Dear Pensions Commission…
Thank you for accepting the challenge to improve retirement income adequacy for future retirees, with a focus on affordability, sustainability, and equity.
“This is not a task for the faint-hearted, but it is a once-in-a-generation opportunity to rethink what pensions are for and address some of the things that are no longer fit for purpose.”
Margaret Snowdon
This is not a task for the faint-hearted, but it is a once-in-a-generation opportunity to rethink what pensions are for and address some of the things that are no longer fit for purpose.
It is therefore an opportunity to think the unthinkable, to step beyond the boundaries and set out options and choices for government and society. Nothing is impossible until we decide it is. People must believe in the purpose of saving, feel part of it and derive value from it, if we truly want to change the culture of living for the moment.
To that end, I would urge you to consider the following thoughts.
Boosting the state pension and overhauling tax relief
The new state pension is described as a “foundation”, not a living wage, meaning that for everyone, alternative sources of income will be required, either through state supplementation or private saving. This is well-meaning but creates a perverse disincentive to save.
A higher, real living-wage level of state pension would give the certainty of support for lower-paid people and help deal with inequality at retirement suffered by certain groups. Those who want, and can afford, a higher standard of income in retirement should save for it privately.
This has an implication for taxation, which is beyond the scope of the review, but the cost of tax relief on contributions could be funded by a much simpler and lower tax incentive scheme available to those who save through a private pension.
The tax system restricts both the amounts that can be saved into a pension and the amounts that can be taken out. This sends the wrong signals about the need to save.
Tax relief should not be the tail wagging the dog, but an encouragement to save a minimum amount to improve personal outcomes in later life. It could be a fixed percentage up to a certain flat level of contribution.
The elephant in the room is tax-free cash at retirement, with all the regulatory hoops that this entails. If we truly believe that the purpose of retirement saving is to provide an income, providing a tax-beneficial cash alternative makes no sense. There should be a break with this for future savers – although this is difficult to achieve for current savers, as it would be seen as a breach of trust.

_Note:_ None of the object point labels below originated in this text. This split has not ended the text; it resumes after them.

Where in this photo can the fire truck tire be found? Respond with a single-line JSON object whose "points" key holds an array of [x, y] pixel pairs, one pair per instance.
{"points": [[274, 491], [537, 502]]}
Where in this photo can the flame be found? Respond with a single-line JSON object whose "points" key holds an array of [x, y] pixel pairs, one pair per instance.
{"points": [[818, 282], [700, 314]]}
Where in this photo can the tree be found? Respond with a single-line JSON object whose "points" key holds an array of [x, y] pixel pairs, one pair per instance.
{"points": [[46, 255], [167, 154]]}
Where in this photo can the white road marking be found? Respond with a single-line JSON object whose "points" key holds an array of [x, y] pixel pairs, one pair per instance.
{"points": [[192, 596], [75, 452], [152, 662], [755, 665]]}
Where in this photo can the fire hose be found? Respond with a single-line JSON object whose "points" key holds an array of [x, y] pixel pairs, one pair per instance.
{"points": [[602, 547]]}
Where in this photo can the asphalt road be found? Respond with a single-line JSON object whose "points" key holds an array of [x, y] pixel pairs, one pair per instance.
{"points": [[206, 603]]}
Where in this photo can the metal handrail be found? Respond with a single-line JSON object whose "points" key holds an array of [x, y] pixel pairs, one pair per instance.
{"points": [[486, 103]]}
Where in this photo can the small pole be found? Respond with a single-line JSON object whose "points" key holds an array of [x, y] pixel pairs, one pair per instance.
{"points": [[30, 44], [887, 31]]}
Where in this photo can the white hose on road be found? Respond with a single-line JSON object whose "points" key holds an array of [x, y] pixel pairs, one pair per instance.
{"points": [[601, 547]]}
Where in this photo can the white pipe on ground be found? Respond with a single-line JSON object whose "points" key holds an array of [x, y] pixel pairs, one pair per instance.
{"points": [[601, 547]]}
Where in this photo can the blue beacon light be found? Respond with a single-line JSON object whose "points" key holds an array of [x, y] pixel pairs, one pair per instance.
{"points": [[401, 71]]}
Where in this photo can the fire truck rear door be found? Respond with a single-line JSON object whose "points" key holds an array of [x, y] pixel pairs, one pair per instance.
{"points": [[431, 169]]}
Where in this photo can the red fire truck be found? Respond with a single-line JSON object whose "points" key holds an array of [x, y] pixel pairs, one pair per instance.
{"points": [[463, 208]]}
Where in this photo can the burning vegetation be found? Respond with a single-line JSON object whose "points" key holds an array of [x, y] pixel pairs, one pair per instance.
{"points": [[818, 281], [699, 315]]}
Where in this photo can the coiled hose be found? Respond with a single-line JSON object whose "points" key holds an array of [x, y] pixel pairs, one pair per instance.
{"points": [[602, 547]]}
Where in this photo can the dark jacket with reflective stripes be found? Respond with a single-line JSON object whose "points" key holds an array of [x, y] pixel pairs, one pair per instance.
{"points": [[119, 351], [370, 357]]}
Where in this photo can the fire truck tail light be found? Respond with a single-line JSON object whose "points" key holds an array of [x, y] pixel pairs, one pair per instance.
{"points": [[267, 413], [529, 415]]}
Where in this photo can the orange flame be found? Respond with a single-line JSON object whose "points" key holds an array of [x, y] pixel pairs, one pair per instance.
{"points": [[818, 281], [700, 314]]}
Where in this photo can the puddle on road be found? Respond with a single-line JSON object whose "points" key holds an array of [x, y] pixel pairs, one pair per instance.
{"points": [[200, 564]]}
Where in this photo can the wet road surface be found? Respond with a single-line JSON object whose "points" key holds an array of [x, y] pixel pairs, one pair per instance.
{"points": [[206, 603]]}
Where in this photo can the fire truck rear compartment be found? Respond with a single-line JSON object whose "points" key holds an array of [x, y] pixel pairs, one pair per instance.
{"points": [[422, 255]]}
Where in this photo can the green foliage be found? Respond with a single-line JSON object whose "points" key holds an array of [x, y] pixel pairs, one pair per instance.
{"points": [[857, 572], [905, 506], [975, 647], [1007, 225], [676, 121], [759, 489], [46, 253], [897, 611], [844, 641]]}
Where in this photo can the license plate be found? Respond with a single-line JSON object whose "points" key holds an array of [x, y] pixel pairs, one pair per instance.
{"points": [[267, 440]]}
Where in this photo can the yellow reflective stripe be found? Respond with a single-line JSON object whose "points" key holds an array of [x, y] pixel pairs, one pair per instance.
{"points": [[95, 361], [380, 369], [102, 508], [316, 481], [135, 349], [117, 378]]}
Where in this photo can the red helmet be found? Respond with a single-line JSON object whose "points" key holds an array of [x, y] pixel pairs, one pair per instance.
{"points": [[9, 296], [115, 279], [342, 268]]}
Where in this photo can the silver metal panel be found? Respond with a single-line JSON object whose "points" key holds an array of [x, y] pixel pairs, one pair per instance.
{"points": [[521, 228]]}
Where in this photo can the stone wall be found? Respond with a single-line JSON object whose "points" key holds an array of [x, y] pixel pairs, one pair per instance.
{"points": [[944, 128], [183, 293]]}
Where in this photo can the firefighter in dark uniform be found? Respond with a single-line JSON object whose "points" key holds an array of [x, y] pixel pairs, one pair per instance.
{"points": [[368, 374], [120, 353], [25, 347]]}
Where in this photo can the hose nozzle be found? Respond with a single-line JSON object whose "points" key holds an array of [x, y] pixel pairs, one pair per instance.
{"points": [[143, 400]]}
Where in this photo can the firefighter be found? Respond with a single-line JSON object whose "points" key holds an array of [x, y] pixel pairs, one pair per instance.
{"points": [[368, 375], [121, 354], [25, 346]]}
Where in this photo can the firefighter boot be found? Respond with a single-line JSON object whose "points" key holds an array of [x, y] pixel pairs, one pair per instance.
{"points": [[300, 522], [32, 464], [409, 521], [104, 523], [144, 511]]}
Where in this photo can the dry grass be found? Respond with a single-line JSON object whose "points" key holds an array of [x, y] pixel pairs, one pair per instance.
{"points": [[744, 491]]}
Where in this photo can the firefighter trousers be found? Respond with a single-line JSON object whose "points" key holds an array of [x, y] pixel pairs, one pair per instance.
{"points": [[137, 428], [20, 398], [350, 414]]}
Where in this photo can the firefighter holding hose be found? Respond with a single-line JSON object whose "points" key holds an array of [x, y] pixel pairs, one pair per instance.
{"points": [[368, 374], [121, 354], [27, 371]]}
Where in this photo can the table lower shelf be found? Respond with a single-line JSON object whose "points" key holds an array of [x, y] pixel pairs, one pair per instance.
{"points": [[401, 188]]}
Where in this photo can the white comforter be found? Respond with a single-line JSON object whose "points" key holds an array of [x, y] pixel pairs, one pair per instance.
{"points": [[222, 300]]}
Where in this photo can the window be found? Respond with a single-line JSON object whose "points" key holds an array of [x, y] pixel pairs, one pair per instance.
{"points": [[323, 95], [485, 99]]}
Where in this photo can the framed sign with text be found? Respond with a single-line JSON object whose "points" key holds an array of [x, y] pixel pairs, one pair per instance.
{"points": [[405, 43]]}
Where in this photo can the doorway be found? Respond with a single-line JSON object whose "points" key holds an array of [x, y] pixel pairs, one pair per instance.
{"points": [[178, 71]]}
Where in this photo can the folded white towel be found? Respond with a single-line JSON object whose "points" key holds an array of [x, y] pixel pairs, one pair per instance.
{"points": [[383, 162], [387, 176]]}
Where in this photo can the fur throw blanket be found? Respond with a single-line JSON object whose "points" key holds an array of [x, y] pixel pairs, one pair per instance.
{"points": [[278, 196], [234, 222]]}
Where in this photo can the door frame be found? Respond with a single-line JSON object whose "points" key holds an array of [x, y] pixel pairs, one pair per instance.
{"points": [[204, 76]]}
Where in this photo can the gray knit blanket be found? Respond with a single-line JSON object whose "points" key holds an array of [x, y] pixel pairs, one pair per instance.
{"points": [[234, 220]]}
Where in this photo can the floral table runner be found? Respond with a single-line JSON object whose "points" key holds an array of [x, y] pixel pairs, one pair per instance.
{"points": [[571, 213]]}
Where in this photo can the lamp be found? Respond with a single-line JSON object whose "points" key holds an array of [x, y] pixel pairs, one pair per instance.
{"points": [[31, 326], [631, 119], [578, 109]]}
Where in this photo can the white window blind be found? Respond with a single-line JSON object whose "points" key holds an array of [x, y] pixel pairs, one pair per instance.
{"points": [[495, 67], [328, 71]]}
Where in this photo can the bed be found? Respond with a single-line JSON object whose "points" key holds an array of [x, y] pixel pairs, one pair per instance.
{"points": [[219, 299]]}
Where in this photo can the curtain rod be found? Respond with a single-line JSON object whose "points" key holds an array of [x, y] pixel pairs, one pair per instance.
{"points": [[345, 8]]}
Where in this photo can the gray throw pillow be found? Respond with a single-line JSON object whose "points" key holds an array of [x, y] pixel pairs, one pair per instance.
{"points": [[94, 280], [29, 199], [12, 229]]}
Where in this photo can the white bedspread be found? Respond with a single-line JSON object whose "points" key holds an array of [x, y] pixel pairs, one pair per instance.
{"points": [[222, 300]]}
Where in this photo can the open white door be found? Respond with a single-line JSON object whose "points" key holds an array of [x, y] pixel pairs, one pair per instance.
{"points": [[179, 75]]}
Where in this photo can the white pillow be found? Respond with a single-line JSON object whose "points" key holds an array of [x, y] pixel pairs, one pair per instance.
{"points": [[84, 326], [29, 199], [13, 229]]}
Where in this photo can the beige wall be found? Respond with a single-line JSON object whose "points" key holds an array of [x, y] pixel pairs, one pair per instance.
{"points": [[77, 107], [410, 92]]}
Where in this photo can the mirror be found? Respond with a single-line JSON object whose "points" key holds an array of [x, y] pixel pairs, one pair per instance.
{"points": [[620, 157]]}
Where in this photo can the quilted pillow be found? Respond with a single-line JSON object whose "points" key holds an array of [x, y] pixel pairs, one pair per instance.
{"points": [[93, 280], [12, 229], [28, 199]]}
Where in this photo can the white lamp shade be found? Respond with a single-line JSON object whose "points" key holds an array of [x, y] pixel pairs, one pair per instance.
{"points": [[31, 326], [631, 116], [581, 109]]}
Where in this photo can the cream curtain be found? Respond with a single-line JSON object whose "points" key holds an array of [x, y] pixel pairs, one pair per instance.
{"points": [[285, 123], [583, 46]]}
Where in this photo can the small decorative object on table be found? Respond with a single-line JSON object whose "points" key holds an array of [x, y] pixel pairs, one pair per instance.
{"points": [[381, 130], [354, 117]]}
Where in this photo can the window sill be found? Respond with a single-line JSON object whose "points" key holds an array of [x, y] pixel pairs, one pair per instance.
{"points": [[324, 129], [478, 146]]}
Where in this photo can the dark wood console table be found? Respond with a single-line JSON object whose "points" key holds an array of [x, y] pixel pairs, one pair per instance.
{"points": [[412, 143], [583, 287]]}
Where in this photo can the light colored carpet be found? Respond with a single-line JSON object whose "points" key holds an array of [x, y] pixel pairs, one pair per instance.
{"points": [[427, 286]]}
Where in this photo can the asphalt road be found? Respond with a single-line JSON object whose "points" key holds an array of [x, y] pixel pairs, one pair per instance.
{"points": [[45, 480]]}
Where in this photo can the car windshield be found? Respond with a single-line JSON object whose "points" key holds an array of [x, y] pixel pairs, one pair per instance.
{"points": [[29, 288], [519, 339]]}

Flexible contributions to create a savings culture
Many of the people who need to save the most do not have the disposable income to pay into a pension that they will not see for 45 years or more.
Real wages are only now at the level they were in 2005, with the very obvious exception of executive remuneration. In low-pay cases, encouraging greater saving for retirement will clash with the complex benefits system, leading to the potential for misselling accusations later.
A flexible approach to contributions, rather than a fixed percentage for decades, combined with limited early access to funds to fit in with life circumstances, could make a difference in creating a savings culture.
Another consideration is the shape of retirement. Many people retire earlier due to health issues, while many continue working but at reduced hours.
A flexible state pension would be a useful alternative to a one-size-fits-all that is dependent on age, and would avoid the cliff-edge and dependency on state supplements.
Improving auto-enrolment and DC savings
Auto-enrolment into private savings excludes self-employed and gig workers. This is wrong-headed.
Self-employed and gig workers should be subject to the same requirements as employed workers. The method of collection could be via the tax system.
With defined contribution and auto-enrolment, there is a transfer of risk to individuals. However, those individuals often lack the ability to understand and manage that risk and to make sound decisions on retirement income.
Guidance and financial education for retirement is essential from at least the age of 50, and a base level should be free and provided by the Money and Pensions Service. Employers could assist with ensuring workers receive this guidance at the right time.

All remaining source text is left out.